In this review, we identified 12 studies that evaluated interventions to increase influenza vaccination coverage among health care personnel in long-term care facilities, hospitals and primary health care settings. Of the five recommended campaign components to increase vaccination rates among health care personnel (), the most common strategies were education or promotion and improving access to the vaccine. None of the campaigns in the included studies reached the recommended level of 90% uptake of vaccine among health care personnel.
In nonhospital health care settings, campaigns involving only education or promotion resulted in small increases in vaccination rates relative to other interventions. A combination of education or promotion and improved access to the vaccine yielded greater increases in coverage among long-term care workers. Coverage was highest in the study in which each worker had a personal interview session with a member of the study team.17
Only one campaign had more than two components, so no conclusions can be drawn about campaigns using other combinations of components.

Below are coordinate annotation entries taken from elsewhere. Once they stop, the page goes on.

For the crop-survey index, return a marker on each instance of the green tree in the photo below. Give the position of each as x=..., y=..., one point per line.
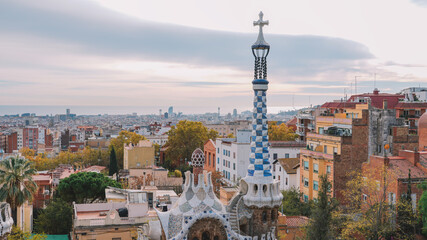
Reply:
x=113, y=168
x=125, y=137
x=292, y=204
x=85, y=187
x=185, y=138
x=56, y=218
x=17, y=185
x=280, y=132
x=407, y=218
x=372, y=216
x=320, y=226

In hospital settings, education or promotion resulted in small improvements in coverage. Only Ohrt and McKinney20
found a substantial improvement, which might have been due in part to low vaccine uptake at baseline. Similarly, campaigns involving only improved access to the vaccine had minimal impact. Conversely, campaigns involving legislative or regulatory components (e.g., mandatory declination form, mandatory masks for unvaccinated personnel) achieved higher rates than other interventions.

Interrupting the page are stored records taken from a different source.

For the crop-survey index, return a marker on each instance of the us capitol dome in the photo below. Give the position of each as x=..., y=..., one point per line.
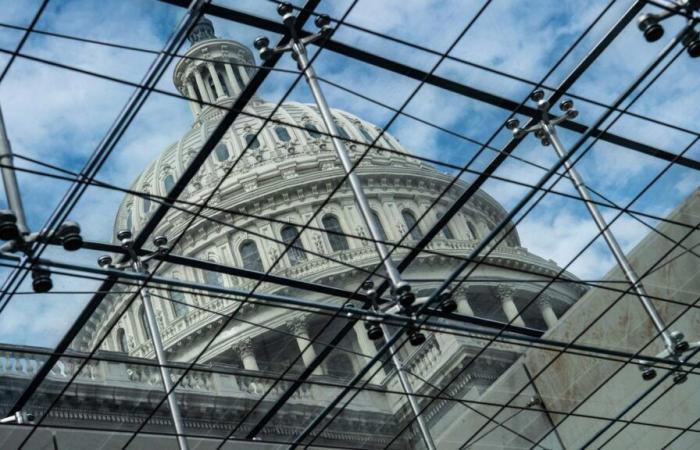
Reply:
x=283, y=178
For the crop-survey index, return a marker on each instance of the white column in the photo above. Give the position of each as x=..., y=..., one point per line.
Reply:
x=227, y=83
x=245, y=351
x=217, y=83
x=299, y=327
x=200, y=86
x=505, y=293
x=232, y=79
x=545, y=305
x=194, y=104
x=463, y=306
x=367, y=348
x=244, y=74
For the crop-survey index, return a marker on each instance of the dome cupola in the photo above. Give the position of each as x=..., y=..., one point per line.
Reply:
x=214, y=70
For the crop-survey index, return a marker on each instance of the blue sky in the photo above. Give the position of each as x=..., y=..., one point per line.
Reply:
x=60, y=117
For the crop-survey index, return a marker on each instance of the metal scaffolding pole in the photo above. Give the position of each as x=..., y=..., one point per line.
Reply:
x=400, y=288
x=9, y=179
x=545, y=130
x=137, y=263
x=408, y=389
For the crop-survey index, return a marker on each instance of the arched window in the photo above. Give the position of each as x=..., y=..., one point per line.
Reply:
x=221, y=152
x=222, y=79
x=312, y=130
x=179, y=303
x=144, y=322
x=446, y=229
x=342, y=133
x=237, y=76
x=283, y=134
x=212, y=88
x=252, y=141
x=296, y=254
x=365, y=134
x=472, y=229
x=213, y=278
x=410, y=221
x=251, y=256
x=168, y=183
x=146, y=203
x=123, y=342
x=338, y=241
x=382, y=233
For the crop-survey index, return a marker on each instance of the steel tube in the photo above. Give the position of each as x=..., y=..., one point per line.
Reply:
x=353, y=179
x=9, y=179
x=408, y=389
x=162, y=361
x=609, y=237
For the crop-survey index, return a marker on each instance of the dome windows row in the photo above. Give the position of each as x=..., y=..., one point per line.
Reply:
x=249, y=255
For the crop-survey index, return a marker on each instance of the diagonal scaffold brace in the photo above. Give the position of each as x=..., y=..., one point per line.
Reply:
x=545, y=131
x=13, y=221
x=139, y=265
x=401, y=291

The major shortcomings of the reviewed studies were failure to report the number of health care personnel exposed to the campaign and the number of health care personnel for whom there was no follow-up. Ascertainment of vaccination status often excluded off-site vaccination, which resulted in underestimation of coverage. To assess the association between a campaign and the subsequent vaccination rate, health care personnel should be tracked for their exposure to the intervention and their resulting vaccination status. Rates stratified by level of direct contact with patients may inform future efforts to target specific high-risk groups.

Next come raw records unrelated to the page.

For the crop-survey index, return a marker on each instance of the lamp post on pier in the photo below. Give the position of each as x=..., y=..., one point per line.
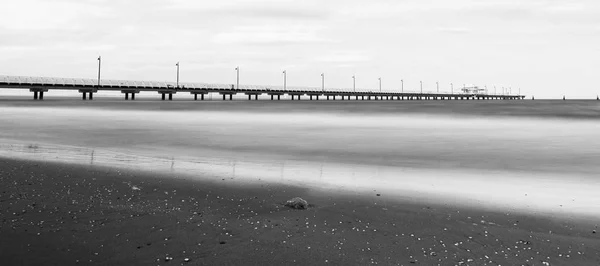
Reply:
x=177, y=74
x=284, y=79
x=237, y=80
x=99, y=66
x=402, y=84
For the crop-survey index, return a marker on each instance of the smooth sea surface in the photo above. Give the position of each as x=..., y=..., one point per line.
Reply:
x=532, y=156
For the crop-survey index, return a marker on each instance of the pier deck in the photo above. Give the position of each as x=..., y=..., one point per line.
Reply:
x=39, y=85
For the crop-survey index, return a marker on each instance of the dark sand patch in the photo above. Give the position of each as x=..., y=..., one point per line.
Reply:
x=58, y=214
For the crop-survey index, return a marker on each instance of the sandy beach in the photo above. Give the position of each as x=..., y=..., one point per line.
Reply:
x=113, y=183
x=60, y=214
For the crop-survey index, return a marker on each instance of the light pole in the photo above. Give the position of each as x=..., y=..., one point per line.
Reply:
x=402, y=84
x=323, y=81
x=177, y=74
x=99, y=65
x=237, y=81
x=284, y=79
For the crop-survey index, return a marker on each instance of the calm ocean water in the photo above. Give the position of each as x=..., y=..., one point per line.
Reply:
x=540, y=156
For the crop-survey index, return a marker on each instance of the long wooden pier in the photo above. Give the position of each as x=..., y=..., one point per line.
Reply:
x=88, y=87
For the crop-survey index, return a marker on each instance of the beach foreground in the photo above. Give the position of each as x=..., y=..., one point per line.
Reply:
x=61, y=214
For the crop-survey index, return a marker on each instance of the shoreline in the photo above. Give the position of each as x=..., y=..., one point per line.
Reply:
x=579, y=110
x=131, y=217
x=426, y=185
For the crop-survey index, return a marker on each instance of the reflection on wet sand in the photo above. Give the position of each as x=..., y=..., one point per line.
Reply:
x=514, y=191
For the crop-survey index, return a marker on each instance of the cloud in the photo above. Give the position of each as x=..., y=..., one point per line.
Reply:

Among the excluded studies, single-group before-and-after studies and cross-sectional studies were the most common study designs. Such studies are more logistically feasible than more rigorously designed studies, but they do not control for factors outside the “intervention” that may inflate or diminish the observed outcome. Organizers conducting campaign evaluations for before-and-after studies should consider having a comparable control group. Organizations are encouraged to monitor and report annual vaccination rates for health care personnel over time, to improve the accuracy of observed outcomes and to provide multiple observation points for an interrupted time series design.
The limitations of this review included inability to pool data across studies because of heterogeneity in study methods and campaign components. In addition, the study methods had several risks of bias that might have generated misleading results, such as lack of comparable baseline characteristics across study groups. In our review, we did not assess the impact of pandemic influenza programs. Three of the excluded studies26–28
incorporated “pandemic vaccination drills” as part of their respective seasonal campaigns. The effect of pandemic influenza on vaccination coverage for seasonal influenza among health care personnel is unknown.
This review revealed gaps in the literature about the appropriate campaign components for increasing influenza vaccination among health care personnel. To determine the appropriate design and components of influenza vaccination campaigns for health care personnel, rigorously designed studies assessing the effect of various campaign components design are needed.